俺はそのまま病室を出ると母さんの元へ行き事情を説明。かなり難航したが退院して自宅療養する許可をいただいた。
「というわけで自宅療養の許可をいただいてきました」
「えええええ⁉」
俺の言葉にはやてさんどころか守護騎士たちも驚いている。
「何を考えてるのだお前は!」
「はやてを殺す気か⁉」
「さすがに今回は限度があるわ」
シグナム、ヴィータ、シャマルが口角泡を飛ばす勢いで詰め寄ってきた。
そこで取り出しますわ万能デバイスムラサメー! ビデオ録画機能で先ほどの会話の映像を守護騎士たちに見せる。
すると見る見るうちに守護騎士たちの顔色が変わり最終的にはやてさんを抱きしめていた。
特にシグナムなんかは「申し訳ありません。申し訳ありません主」と謝ってるし、ヴィータは「はやてを1人になんかしねー!」と泣いている。シャマルさんは「もう1人で無理しなくてもいいのよ」と母性があふれ出して天元突破しそう。
ところでザフィーラにこのこと伝えてあげなよ。オオカミだから病室に入れないのはわかるけど、家に放置はさすがにひどくない?
とりあえずさっきの映像のザフィーラの量産型ムラサメに送っておいてあげる。この場にいないのは残念だが、あの主の言葉があれば励めるだろう。
ところで闇の書なんですが、俺の見立てではもう666ページ集まってると思うんだよね。
結界を破るために闇の書のページ使ってないし、本編より蒐集ペース早いし。あとは必要イベントさえ済ませてしまえば闇の書の自動防衛プログラムが発動しそう。
そのイベントというのがはやてさんの闇堕ちか守護騎士たちの闇の書への吸収。
テレビ版か映画版そして最新版。どれかで展開が変わるんだよなぁ。
まあ、12月24日まで防衛プログラムさんは休眠モードだから他のイベントを終わらせておこう。

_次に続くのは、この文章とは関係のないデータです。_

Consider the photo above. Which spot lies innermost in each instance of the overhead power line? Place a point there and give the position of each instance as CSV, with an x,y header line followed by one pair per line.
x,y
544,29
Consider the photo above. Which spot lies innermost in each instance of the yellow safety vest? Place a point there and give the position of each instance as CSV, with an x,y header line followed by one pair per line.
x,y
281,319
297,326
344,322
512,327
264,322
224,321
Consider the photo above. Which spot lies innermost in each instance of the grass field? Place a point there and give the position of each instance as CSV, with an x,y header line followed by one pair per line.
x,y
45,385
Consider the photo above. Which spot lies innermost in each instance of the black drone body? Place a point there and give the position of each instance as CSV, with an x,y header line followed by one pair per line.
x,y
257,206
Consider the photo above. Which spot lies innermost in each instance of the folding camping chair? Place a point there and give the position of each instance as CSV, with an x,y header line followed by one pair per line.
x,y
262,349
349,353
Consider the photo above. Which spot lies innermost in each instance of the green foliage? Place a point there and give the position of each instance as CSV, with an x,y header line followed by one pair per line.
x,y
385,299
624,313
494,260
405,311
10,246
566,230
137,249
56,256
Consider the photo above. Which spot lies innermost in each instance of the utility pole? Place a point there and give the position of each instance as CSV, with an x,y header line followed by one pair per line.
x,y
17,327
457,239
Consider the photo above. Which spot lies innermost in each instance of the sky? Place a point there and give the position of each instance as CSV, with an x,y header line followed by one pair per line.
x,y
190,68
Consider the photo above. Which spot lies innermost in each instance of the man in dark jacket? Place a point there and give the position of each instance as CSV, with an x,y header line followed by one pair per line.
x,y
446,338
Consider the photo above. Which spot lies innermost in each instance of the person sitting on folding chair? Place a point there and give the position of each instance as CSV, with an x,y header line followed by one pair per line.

というわけですずかちゃんと一緒になのはさんたちを八神家にご招待しました。
一応フェイトさんからリンカーコア奪ってから1週間は経ってるから安心してほしい。
で、この時初めて対面するなのフェイと守護騎士たち。
あれ? 本編では複雑そうな顔をしていたなのフェイが俺の見たことないような怖い顔になってない?
俺と守護騎士たちを思いっきりにらんでるんだけど。
なのフェイが放つプレッシャーを敏感に感じ取ったのかすずかちゃん、アリサ嬢、はやてさんが引いてるし。
「シグナム、シャマル、ヴィータ。あんたらあの2人となにかあったん?」
「いえ、その。あったというかなんというか」
シグナムがなぜか俺のほうを見てくる。どう説明しろと?
ヴィータは威嚇してるしシャマルは険しい顔で2人を見てるし。
ザフィーラ? なんか2人のプレッシャーを食らった瞬間はやてさんを守るように立ちふさがってるよ。
「真木、あんた何とかしなさいよ」
「そうだよ真木君」
アリサ嬢やすずかちゃんまでそう言ってくる。
仕方ない。俺は意を決してなのフェイに声をかけた。
「あの、高町さん、テスタロッサさん。お話があるんですが」
「今更何の話? 司郎君?」
「なんだろうねなのは。私だけじゃなくて姉さんの大切なものまで奪った司郎が話があるみたいだよ」
ぶ、ブチ切れてますやん。特にフェイトさん。
「その件に関しては本当に申し訳ない。すべてが終わったら罰はいかようにも受けますので」
なのでひたすら平身低頭して2人をなだめる。その姿に2人はため息をついてプレッシャーを収めてくれた。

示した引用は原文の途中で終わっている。